For a foreigner’s perspective, Zadie’s is pretty positive — which is might surprise those who have read her rather critical debut novel White Teeth. Still, the central message of Smith’s love/hate letter to Manhattan is clear: Find your beach.

“Here the focus is narrow, almost obsessive. Everything that is not absolutely necessary to your happiness has been removed from the visual horizon. The dream is not only of happiness, but of happiness conceived in perfect isolation. Find your beach in the middle of the city. Find your beach no matter what else is happening. Do not be distracted from finding your beach. Find your beach even if — as in the case of this wall painting — it is not actually there. Create this beach inside yourself. Carry it with you wherever you go.”

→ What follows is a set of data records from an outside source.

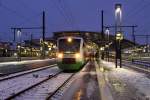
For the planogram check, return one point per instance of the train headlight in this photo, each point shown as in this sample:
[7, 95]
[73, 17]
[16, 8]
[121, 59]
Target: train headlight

Zadie’s remarks come from what many transplants to New York complain about — the simultaneous coldness and friction that come along with living in a city that’s always on the move. It’s something that Smith notes she’s finally grown accustomed to.

“I have to get used to old New York ladies beside themselves with fury that I have stopped their smooth elevator journey and got in with some children. I have to remember not to pause while walking in the street — or during any fluid-moving city interaction — unless I want to utterly exasperate the person behind me. Each man and woman in this town is in pursuit of his or her beach and God help you if you get in their way… To live in a city where everyone has essentially the same tunnel vision and obsessive focus as a novelist is to disguise your own sociopathy among the herd.”

But there’s also a strong sense of admiration of Manhattan that Zadie clearly holds from the essay. For every feeling of lack of focus, time and space to achieve one’s goals — there’s another facet that keeps Smith living in the area.

“Under the protection of a university I live on one of the most privileged strips of built-up beach in the world, among people who believe they have no limits and who push me, by their very proximity, into the same useful delusion, now and then.'”

Zadie Smith is the author of four novels, all of which have received widespread acclaim.